Dickinson County officials knew getting the specs and details worked out to bid the courthouse renovation/new jail project was going to take a lot of time, but the reality was still a surprise.

“We started on it the day after the election, scheduling meetings and doing things with Goldberg’s people (architect firm Goldberg Group Architects),” said County Administrator Brad Homman.

“We spent eight hours at this table last Tuesday looking at every detail in these books,” he added.

Homman said this while standing next to a conference room table filled with sets of drawings and thick books dictating every element to be included in the new jail and renovated courthouse, ranging from major systems like heating and cooling, down to miniscule, like door hinges.

On Thursday, the county plans to hold a pre-bid meeting for contractors interested in bidding on the major renovation project.

“It’s a chance for them to come in, hear what that project is all about and have a chance to look at the complex and see what they’re bidding on,” Homman said. “If everything goes as planned and the time frames are correct, we’re still looking around the first week of May for construction to start.”

County commissioners last year approved a total budget of $15 million for the construction project. Of that, $13.5 million will come from a bond issue approved by voters in August 2018. The rest will come from money the county already set aside from a two-mill levy created in 2013 to fund a building project.

The project includes building a new jail and sheriff’s department east of the current courthouse and renovating the existing courthouse, making it more energy efficient, replacing outdated failing systems, and updating electrical and other systems for today’s usage.

Tweaking the plans

Initially, it was hoped bid-letting for the jail/courthouse renovation would occur by the end of February, but finalizing costs in an attempt to make sure the project comes in under budget caused delays.

After the August 2018 election, architect’s plans were handed off to the construction manager, Loyd Builders.

“They did all their little tweaking on what an outlet costs, a light switch, concrete for this, concrete for that,” Homman said. “They said right now you’re at $16.9 million, so we said, ‘Where can we cut $1.9 million?’ ”

No underground

What ended up getting cut was an area under the new jail that was intended for evidence handling and storage for the sheriff’s department.

Axing that area meant finding a new location for the evidence. Planners decided to put it into a jail pod area that was not going to be finished initially but would be available if needed.

“They (architects) rearranged some stuff in the sheriff’s department, put the evidence area in there, and shrunk some stuff in the sheriff’s department. The sheriff came back and said they didn’t have enough room for what they need,” Homman said.

So things were tweaked again.

Eliminating the basement evidence storage area also meant a planned electrical room in the same area had to be moved someplace else.

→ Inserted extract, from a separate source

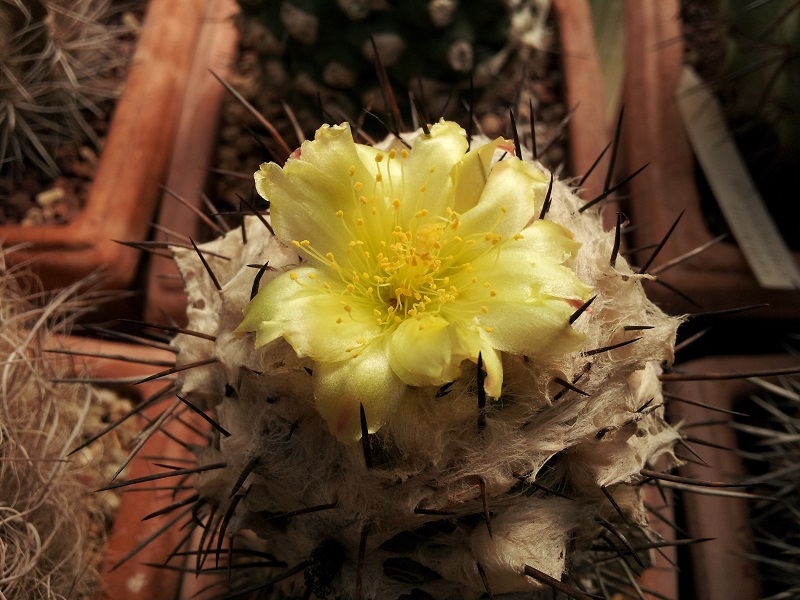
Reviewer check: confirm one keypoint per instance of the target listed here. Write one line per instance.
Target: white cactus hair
(51, 543)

“So the engineers had to get involved and find another place for the electrical room, which ties together all the electrical circuits that affects the whole building,” the county administrator explained.

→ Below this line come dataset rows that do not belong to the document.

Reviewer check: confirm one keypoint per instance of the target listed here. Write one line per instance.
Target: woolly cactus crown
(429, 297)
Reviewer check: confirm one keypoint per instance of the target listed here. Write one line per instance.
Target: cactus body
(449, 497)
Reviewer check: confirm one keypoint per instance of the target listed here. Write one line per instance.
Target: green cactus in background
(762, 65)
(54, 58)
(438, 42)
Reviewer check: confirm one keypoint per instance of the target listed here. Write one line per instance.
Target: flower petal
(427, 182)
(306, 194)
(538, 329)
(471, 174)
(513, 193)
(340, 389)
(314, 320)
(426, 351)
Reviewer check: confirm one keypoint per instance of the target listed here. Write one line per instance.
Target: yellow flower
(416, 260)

It also meant reconfiguring an elevator that was going to be used by law enforcement to go down to the basement evidence area as well as upstairs to the courtrooms.

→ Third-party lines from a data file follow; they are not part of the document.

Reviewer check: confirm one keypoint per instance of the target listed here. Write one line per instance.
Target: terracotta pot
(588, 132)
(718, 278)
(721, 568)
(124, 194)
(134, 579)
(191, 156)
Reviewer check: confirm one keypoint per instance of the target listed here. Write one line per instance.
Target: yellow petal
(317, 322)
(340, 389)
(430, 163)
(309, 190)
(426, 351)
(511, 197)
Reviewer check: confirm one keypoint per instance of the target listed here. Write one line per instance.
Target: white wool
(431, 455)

“The change meant the elevator is not going to go below grade, so we have to go back to the engineers to change it so it just goes from the ground up to the courtrooms,” Homman explained. “Just doing the drawings is easy, but then you have to get the mechanical engineers involved. They come up with a list of things that goes to the construction manager. It’s a very detailed effort that takes time.”

While the sheriff’s office needed to have some things changed, other department heads and elected officials have also been involved when it comes to their offices.

“They have met with the architects and they’ll say, ‘I need this many rooms and this many workstations,’ ” explained County Engineer John Gough. “The architects are planning the building layout. Then they sub-out to the engineers who lay out waterline piping for hot and cold, electrical for the lights, communication for the computers to run to the sensors, duct work — where it is going to be and how it’s going to run through.

“The architect lays out the general big picture. The engineer lays out the details for this thing,” Gough said.

“We’ve tweaked and moved things a bunch so we think we will be at the $15 million mark when the bids come in,” Homman added.

Special contractors

Since a big portion of the project involves building the jail, it will require some specialized contractors, including detention construction companies that install jail cells and associated jail equipment.

Brickwork on the new addition will require the services of many brick masons, so bidders will need to have the resources to do a large project, or perhaps several smaller companies can band together to do the work.

“It’s going to take a company that has the resources to bring in a half-dozen or a dozen brick masons to do it,” Homman said.

The electrical work on the new addition and the renovated courthouse will also be a big job.

“Maybe some locals might be able to get together, or maybe we can break it up so local people can bid on it, but I don’t know if they would have the resources to drop what they’re doing for a month and a half and come here,” he said.

Budget is goal

When the project is bid, the best-case scenario would be if bids come back under the $15 million project cap.

“The best thing that could happen is it comes in at $14 million. It accomplishes everything we want and we’ve got a little room for an emergency,” Homman said. “The worst thing that could happen is it comes in at $16.5 and we have to go back to the drawing board.”

Although construction costs keep rising every year, Homman said county staff has been told contractors in the Midwest are “hungry for jobs” this year.

“We are hoping that plays to our favor,” he said.